• Coronavirus : les étranges fluctuations du nombre de morts en Ehpad
    https://www.lemonde.fr/societe/article/2020/05/22/coronavirus-les-etranges-fluctuations-du-nombre-de-morts-en-ehpad_6040423_32

    Entre le 17 et le 19 mai, le bilan de la direction générale de la santé pour les Ehpad a fortement augmenté, puis diminué de 342 décès. En cause, une mauvaise case dans un formulaire.

    Léger froncement de sourcils, dimanche 17 mai, à la lecture du bilan quotidien de la direction générale de la santé (DGS). En vingt-quatre heures, apprenait-on ce jour-là, 483 décès liés au Covid-19 étaient venus gonfler le funèbre total de l’épidémie pour le porter à 28 108. Voilà un mois que l’on n’avait pas déploré si lourd bilan journalier.
    Sur ces 483 décès supplémentaires, 429 avaient été enregistrés dans les établissements d’hébergement pour personnes âgées (Ehpad).
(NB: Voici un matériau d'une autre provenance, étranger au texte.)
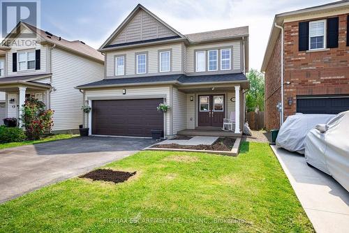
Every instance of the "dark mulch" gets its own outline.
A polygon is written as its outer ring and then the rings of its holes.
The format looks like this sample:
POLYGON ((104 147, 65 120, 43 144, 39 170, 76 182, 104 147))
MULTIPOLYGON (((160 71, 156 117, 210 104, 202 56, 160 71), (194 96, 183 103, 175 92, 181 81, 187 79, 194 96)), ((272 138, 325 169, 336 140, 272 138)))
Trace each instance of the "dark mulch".
POLYGON ((104 181, 117 183, 127 181, 128 178, 134 176, 135 172, 130 173, 121 171, 113 171, 110 169, 98 169, 79 177, 91 179, 94 181, 104 181))
POLYGON ((204 151, 230 151, 234 146, 235 139, 230 137, 219 138, 212 145, 198 145, 198 146, 186 146, 179 145, 178 144, 165 144, 154 145, 154 148, 171 148, 171 149, 188 149, 192 150, 204 150, 204 151))

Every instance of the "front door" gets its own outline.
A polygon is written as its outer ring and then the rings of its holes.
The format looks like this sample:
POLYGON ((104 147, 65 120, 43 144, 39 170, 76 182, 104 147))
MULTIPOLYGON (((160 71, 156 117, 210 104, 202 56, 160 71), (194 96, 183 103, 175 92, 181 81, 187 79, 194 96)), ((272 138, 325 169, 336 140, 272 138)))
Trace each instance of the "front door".
POLYGON ((198 96, 198 126, 222 127, 224 94, 198 96))

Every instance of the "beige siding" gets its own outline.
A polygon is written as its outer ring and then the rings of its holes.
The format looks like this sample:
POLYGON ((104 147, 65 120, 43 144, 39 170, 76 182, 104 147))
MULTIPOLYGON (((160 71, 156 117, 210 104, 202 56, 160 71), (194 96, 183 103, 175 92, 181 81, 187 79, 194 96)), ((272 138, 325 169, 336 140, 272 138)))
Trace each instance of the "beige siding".
POLYGON ((186 128, 186 95, 173 88, 173 134, 186 128))
POLYGON ((140 10, 110 44, 119 44, 173 36, 176 36, 176 33, 151 15, 143 10, 140 10))
MULTIPOLYGON (((181 72, 181 43, 174 43, 171 45, 152 46, 144 48, 137 48, 126 50, 118 52, 108 52, 106 53, 106 69, 107 77, 115 78, 114 66, 115 56, 126 54, 126 76, 135 76, 135 53, 145 52, 148 53, 148 73, 156 74, 158 73, 158 50, 172 50, 172 72, 181 72)), ((165 75, 166 73, 161 73, 165 75)), ((117 76, 119 77, 119 76, 117 76)))
MULTIPOLYGON (((96 90, 87 90, 85 100, 117 100, 117 99, 135 99, 135 98, 165 98, 166 103, 171 103, 170 87, 133 87, 126 89, 126 94, 122 94, 122 87, 114 89, 103 89, 96 90)), ((93 110, 92 110, 93 111, 93 110)), ((170 134, 170 114, 165 113, 165 135, 170 134)))
POLYGON ((78 128, 82 123, 82 94, 74 87, 103 78, 103 66, 54 48, 52 50, 50 107, 54 110, 54 130, 78 128))
MULTIPOLYGON (((212 48, 223 48, 232 47, 232 70, 241 70, 241 59, 240 59, 240 40, 236 40, 227 43, 211 43, 206 45, 191 45, 186 48, 186 72, 193 73, 194 70, 194 56, 195 50, 209 50, 212 48)), ((207 59, 207 58, 206 58, 207 59)), ((220 63, 218 62, 218 66, 220 63)))

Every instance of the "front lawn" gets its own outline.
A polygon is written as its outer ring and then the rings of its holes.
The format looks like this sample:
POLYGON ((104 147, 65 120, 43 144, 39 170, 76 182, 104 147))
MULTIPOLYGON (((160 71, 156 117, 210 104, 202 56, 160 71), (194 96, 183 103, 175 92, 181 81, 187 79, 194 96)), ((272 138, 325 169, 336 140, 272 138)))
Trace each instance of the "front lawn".
POLYGON ((0 144, 0 149, 8 148, 8 147, 15 147, 15 146, 20 146, 30 145, 30 144, 33 144, 47 142, 50 142, 50 141, 61 140, 64 140, 64 139, 70 139, 70 138, 72 138, 74 137, 77 137, 77 136, 79 136, 79 135, 70 135, 70 134, 57 134, 57 135, 50 135, 47 137, 43 137, 38 140, 23 141, 23 142, 19 142, 1 143, 0 144))
POLYGON ((142 151, 105 167, 124 183, 71 179, 0 205, 0 232, 313 232, 267 144, 238 157, 142 151))

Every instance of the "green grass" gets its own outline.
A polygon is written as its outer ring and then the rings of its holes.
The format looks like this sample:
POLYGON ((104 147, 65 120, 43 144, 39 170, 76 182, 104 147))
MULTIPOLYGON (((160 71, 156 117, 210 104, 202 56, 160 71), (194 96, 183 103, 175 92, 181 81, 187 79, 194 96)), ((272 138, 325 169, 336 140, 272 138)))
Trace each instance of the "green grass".
POLYGON ((71 134, 57 134, 51 136, 47 136, 43 137, 38 140, 31 140, 31 141, 24 141, 19 142, 8 142, 0 144, 0 149, 6 149, 9 147, 15 147, 20 146, 31 145, 34 144, 43 143, 51 141, 61 140, 64 139, 69 139, 74 137, 77 137, 78 135, 71 135, 71 134))
POLYGON ((237 158, 142 151, 105 167, 137 174, 73 178, 6 202, 0 232, 313 232, 267 144, 244 142, 237 158))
La redoutée deuxième vague était-elle en train d’arriver, frappant de plein fouet nos aînés ? Nouveau froncement de sourcils deux jours plus tard : mardi 19 mai, le nombre de morts en Ehpad passait de 10 650 à 10 308. Soit 342 « résurrections » en vingt-quatre heures.
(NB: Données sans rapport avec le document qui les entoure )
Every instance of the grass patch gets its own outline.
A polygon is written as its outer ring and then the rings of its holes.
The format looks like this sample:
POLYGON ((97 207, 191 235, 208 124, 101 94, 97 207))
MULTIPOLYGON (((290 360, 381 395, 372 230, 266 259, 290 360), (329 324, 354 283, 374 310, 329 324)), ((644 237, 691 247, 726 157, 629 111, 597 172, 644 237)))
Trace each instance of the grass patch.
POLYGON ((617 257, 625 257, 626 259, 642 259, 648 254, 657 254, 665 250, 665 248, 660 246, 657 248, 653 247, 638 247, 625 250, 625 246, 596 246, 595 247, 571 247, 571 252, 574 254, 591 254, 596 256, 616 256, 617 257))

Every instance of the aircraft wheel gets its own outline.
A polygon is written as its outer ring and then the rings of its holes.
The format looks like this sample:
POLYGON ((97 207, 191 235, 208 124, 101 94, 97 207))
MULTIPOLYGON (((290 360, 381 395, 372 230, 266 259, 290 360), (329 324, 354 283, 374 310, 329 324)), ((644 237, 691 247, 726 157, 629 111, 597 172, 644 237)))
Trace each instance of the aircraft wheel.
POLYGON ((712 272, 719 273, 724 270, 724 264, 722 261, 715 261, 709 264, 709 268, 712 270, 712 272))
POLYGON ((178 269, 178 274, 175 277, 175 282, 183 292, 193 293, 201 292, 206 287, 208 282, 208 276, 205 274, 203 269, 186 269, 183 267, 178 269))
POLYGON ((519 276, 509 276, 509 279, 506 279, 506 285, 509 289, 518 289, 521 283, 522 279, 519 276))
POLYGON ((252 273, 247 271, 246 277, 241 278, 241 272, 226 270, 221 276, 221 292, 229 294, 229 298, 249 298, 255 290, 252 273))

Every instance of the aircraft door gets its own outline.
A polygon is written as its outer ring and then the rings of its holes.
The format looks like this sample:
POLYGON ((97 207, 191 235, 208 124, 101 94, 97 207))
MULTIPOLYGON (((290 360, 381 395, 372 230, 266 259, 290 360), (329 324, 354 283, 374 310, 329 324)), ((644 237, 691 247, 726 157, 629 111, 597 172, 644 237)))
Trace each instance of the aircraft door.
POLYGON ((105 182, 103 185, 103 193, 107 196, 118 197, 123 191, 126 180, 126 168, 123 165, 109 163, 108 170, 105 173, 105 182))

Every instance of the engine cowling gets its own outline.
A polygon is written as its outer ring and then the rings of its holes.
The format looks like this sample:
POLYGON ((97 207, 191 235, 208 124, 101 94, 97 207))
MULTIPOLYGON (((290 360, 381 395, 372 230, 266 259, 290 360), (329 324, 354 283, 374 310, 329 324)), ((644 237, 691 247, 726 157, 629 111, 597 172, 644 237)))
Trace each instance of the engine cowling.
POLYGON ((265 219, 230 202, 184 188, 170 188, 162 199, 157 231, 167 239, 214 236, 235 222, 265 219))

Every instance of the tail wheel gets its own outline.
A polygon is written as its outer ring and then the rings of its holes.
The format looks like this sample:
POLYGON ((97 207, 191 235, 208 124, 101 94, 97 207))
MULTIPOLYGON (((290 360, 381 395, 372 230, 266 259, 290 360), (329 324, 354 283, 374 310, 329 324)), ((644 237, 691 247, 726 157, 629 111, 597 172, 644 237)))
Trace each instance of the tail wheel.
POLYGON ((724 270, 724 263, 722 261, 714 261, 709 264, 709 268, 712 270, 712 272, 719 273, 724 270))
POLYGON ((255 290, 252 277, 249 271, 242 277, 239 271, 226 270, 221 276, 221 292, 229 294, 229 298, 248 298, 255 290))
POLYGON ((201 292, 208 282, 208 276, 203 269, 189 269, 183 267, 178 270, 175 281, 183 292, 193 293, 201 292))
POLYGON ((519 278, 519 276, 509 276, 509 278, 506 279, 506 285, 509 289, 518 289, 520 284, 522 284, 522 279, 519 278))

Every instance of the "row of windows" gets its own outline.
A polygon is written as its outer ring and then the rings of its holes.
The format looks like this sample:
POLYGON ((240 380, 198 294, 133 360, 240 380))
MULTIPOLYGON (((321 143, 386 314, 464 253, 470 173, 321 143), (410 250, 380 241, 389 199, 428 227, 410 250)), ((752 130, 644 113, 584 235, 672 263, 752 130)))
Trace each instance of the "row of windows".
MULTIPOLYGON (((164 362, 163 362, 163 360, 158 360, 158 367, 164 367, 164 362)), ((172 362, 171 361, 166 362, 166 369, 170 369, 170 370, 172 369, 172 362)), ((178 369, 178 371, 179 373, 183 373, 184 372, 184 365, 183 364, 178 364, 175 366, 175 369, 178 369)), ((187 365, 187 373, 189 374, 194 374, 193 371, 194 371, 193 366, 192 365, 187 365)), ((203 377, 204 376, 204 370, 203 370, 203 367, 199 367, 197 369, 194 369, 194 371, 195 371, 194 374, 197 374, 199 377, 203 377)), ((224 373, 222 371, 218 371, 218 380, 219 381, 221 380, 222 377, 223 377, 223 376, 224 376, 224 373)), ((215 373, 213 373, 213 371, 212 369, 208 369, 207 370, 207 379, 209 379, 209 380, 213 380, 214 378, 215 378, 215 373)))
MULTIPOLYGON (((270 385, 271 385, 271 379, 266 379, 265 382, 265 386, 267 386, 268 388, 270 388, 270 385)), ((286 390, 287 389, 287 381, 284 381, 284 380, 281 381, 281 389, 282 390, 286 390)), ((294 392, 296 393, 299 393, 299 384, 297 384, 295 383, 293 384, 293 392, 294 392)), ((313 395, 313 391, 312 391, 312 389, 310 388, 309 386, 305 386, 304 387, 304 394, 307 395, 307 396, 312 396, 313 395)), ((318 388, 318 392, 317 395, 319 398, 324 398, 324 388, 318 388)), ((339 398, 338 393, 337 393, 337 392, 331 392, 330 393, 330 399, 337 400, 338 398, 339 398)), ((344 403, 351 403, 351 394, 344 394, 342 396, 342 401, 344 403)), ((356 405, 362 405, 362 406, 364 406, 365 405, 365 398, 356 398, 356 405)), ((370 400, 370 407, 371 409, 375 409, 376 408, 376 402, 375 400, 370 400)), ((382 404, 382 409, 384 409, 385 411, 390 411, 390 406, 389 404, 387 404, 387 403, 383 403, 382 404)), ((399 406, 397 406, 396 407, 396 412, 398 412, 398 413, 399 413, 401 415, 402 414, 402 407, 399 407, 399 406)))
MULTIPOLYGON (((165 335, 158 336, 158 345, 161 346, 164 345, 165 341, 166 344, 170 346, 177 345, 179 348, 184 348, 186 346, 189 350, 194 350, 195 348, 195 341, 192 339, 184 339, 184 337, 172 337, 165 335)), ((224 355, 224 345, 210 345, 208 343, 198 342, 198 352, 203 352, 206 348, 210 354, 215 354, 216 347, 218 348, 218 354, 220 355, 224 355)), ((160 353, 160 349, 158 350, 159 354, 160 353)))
    « Il s’agit certainement d’un ajustement des données précédemment fournies par les établissements », suppose la DGS, qui renvoie vers Santé publique France (SPF), puisque c’est SPF qui reçoit, avant de les transmettre à la DGS, les données des Ehpad du pays, lesquels signalent chaque jour avec un formulaire en ligne les décès liés au Covid-19 survenus chez eux.

    « Le − 342 de mardi est lié au + 429 du dimanche précédent, ces fluctuations sont dues à une erreur de saisie de la part d’un groupe d’Ehpad en Ile-de-France », explique-t-on à SPF, qui renvoie à son tour vers l’agence régionale de santé d’Ile-de-France (ARS-IDF), puisque cette dernière, cas unique, possède son propre système de suivi des décès en Ehpad et transmet à SPF les données qu’elle reçoit des 702 établissements franciliens.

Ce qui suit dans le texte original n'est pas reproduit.